15.28% of Brazilian live in a rural area, Brazil population is 212.6 million, so is around X new online users. What does it mean for digital native business?
Last week Elon Musk visited Brazil and met with many politicians including the country's President Jair Bolsonaro.
Musk said in a tweet he was excited to be in Brazil for the “launch of Starlink for 19,000 unconnected schools in rural areas & environmental monitoring of Amazon.
SpaceX has launched more than 2,400 Starlink internet relay stations as the company builds out a globe-spanning constellation of broadband satellites, providing relatively high-speed internet to customers around the world. SpaceX has regulatory approval to launch thousands more.
Illegal activities in the vast Amazon rainforest are monitored by several institutions, such as the national space agency, federal police and environmental regulator Ibama. But deforestation in the Brazilian Amazon has surged under Bolsonaro, reaching its highest annual rate in more than a decade, according to official data from the national space agency.

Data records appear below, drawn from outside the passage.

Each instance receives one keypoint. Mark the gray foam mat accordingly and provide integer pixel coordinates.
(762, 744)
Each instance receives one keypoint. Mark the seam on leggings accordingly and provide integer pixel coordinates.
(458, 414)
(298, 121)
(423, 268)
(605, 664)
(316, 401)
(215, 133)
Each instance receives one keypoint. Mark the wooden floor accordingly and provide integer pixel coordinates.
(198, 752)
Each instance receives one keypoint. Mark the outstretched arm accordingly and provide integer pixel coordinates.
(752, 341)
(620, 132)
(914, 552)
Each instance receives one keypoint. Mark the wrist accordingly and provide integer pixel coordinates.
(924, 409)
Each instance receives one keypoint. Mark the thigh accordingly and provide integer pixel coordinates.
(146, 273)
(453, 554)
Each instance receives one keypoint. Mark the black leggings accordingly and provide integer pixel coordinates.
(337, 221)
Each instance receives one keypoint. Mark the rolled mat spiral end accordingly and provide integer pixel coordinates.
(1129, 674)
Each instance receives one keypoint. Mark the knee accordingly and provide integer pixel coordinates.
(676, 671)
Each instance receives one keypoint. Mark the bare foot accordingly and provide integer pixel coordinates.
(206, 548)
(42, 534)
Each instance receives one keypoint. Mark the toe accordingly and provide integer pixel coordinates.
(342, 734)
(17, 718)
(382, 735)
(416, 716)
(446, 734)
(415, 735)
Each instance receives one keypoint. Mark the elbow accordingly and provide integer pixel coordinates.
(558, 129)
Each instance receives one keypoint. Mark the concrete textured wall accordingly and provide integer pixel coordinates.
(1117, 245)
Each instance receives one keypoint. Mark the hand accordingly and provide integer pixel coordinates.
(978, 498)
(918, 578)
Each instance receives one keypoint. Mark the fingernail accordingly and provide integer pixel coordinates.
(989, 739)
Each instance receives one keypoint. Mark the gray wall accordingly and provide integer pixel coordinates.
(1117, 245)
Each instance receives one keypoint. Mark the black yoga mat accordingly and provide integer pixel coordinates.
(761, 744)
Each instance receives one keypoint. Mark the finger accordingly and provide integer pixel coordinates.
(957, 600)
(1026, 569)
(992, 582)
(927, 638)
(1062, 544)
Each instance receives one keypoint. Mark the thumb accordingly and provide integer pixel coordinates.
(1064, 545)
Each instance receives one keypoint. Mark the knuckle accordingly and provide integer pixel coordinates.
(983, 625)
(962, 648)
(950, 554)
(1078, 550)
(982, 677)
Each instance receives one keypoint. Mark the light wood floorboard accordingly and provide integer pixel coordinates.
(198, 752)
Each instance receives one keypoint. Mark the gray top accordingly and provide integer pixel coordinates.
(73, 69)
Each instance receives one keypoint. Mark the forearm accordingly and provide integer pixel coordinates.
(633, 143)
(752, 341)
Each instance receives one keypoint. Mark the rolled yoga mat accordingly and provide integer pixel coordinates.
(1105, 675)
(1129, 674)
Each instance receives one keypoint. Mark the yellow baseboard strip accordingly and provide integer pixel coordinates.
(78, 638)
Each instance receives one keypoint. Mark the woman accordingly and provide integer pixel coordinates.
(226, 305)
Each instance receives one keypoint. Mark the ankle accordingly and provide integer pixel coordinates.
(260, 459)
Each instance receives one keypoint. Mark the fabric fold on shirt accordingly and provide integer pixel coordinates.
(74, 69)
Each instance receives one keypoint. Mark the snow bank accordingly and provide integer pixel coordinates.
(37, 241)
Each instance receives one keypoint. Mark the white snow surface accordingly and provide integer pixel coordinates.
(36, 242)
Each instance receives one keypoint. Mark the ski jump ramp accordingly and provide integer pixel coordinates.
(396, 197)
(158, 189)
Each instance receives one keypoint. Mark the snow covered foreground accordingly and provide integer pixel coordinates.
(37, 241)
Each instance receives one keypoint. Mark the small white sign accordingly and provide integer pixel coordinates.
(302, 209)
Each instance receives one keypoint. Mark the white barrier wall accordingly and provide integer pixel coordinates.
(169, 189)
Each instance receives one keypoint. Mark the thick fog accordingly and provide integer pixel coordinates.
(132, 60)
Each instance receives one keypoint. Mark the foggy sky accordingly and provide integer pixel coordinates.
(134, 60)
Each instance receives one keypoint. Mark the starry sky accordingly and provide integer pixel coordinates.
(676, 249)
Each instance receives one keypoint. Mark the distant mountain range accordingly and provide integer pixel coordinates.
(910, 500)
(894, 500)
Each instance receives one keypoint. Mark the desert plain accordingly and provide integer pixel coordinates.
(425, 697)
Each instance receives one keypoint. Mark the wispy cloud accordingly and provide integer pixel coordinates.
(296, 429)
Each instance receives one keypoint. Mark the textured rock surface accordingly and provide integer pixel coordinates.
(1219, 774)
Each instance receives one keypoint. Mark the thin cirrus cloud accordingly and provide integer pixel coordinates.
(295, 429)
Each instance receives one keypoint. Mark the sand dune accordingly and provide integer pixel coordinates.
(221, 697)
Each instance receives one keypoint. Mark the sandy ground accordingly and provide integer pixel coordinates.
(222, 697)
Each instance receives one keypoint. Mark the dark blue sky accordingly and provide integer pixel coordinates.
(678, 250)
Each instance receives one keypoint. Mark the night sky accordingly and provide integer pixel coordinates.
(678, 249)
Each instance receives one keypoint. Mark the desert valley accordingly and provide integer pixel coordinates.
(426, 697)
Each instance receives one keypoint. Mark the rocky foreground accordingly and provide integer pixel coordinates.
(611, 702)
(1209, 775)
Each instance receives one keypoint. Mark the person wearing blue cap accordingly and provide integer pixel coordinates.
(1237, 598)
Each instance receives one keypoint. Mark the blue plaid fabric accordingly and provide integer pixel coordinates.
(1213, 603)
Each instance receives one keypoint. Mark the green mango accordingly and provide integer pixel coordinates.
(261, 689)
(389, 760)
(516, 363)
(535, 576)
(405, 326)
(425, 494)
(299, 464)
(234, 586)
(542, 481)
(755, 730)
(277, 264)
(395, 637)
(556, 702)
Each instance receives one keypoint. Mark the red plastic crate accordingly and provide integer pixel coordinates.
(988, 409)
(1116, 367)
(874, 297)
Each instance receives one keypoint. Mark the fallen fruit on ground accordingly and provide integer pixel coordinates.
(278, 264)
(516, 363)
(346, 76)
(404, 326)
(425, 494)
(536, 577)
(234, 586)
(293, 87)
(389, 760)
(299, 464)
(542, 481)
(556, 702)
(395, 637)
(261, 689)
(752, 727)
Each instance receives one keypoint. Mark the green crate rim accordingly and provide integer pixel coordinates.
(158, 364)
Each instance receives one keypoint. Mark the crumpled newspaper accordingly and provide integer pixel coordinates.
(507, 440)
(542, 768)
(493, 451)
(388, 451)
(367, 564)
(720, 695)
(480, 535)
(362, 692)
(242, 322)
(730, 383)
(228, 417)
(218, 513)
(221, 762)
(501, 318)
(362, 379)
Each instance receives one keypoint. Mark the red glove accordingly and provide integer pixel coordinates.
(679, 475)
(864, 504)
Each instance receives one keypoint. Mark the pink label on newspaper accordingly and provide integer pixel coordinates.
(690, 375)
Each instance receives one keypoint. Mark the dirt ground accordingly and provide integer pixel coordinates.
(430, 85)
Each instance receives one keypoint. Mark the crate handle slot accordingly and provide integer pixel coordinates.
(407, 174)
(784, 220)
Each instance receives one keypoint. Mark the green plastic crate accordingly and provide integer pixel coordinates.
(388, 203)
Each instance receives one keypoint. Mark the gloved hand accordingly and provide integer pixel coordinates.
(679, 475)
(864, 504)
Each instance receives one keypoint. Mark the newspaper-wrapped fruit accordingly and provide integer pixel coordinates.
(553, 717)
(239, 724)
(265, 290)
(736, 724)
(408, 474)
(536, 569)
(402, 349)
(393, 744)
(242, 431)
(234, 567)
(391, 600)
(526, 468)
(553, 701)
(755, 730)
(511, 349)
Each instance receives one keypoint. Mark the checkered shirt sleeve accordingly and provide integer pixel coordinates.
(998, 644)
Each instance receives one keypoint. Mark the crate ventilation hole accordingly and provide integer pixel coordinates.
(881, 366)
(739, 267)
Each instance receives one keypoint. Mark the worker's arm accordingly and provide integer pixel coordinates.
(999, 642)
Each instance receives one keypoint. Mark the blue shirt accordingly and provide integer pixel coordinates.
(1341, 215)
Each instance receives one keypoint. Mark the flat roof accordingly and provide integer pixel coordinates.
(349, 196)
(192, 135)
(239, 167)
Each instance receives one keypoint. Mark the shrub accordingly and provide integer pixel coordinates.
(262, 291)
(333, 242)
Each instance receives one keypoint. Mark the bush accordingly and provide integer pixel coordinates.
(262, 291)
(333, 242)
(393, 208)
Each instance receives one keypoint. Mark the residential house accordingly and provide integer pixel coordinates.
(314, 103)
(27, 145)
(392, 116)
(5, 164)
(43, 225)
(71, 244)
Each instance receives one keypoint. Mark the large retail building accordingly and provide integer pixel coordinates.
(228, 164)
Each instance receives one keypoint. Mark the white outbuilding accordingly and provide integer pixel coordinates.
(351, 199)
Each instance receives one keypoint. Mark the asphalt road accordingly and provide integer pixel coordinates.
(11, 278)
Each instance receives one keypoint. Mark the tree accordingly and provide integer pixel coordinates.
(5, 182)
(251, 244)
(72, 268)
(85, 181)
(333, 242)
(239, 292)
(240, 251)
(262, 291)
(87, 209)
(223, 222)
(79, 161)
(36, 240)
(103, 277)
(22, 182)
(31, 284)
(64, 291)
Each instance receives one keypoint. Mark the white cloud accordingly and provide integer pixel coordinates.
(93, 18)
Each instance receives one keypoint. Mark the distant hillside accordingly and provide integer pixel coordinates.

I’m beyond excited with this news and providing more people in different areas of the globe the same opportunities, or at least more opportunities, that won't be fully based on just where you live. Giving a young kid from a rural area access to the internet is building a bridge to the world, maybe even to Mars. Something that all members of her family never had access to. It’s allowing them to self educate in a new profession, to watch movies, to hear a different language, to see a different animal, on their fingerprints.
It’s also allowing them to be part of the digital economy, make purchases online in different ecommerce platforms, pay for different utilities subscriptions, provide their services to the online marketplace, get access to a doctor via an online call. Latin America wins when we provide more people with access to a fruitful life and take them away from historical social cages.
Let’s talk about tech and how the companies that have been building the online infrastructure in LATAM can win when 15% of the population joins the party.
There is a lot that we don’t know about this project, specially when and to whom it will be beneficial, not going very deep on political matter but looking towards the positive side of brining 15% of the brazilian population access to internet is a super exciting inclusion project, allowing rural communities to have a set of benefits that was very foreign to them.